At CERN, experiments are carried out to try to understand these most fundamental particles from an empirical point of view and in this way confirm or discard the theoretical models that exist.

Geophysics is the branch of knowledge that uses physics to understand the phenomena of our planet, planet Earth.

Some of the main applications of geophysics are the study of earthquakes and the propagation of waves through the Earth's layer, the study of plate dynamics or the radiation and heat generation processes induced by events such as volcanoes.

Electromagnetism

Electromagnetism is the study of electric and magnetic fields and the behavior of the particles found in them.

Maxwell's laws unify the different studies on electromagnetism that existed and allow us to classically describe the forces of electric and magnetic fields and make predictions of how bodies immersed in these fields are affected.

Later, from the classical version of fields, the quantum version of fields was developed, giving rise to the branch that studies electromagnetism at a quantum level: quantum electrodynamics.

Quantum electrodynamics is one of the most precise theories we have today, reaching a precision with experimental studies of up to eleven decimals.

string theory

String theory is the area of ​​physics that proposes that everything is made up of small fundamental strings that vibrate in different dimensions.
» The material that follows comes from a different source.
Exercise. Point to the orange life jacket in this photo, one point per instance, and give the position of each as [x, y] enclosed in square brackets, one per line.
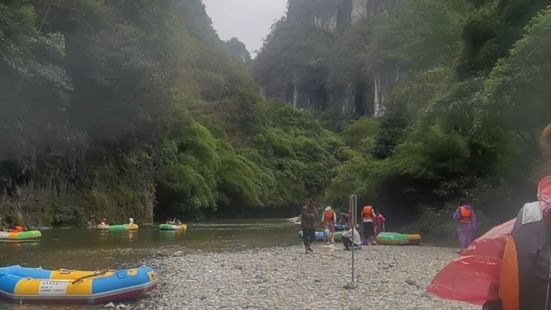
[367, 212]
[329, 216]
[465, 215]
Depending on the mode of vibration, one type of particles or others would be generated.

This theory attempts to unify all existing theories to date. It is spectacularly beautiful since general relativity and many aspects of quantum mechanics naturally emerge from it.

It is the candidate to be the theory of everything, but there is still a lot of work to be done both physically and mathematically to complete this spectacular theory. To learn more I recommend reading our article on string theory .

Condensed matter physics

Condensed matter physics is surely the branch of physics with the most scientists working on it.

It includes the study of the macroscopic properties and transformations of matter such as density, hardness or temperature.

This knowledge is used by engineers to create new technologies or improve existing ones.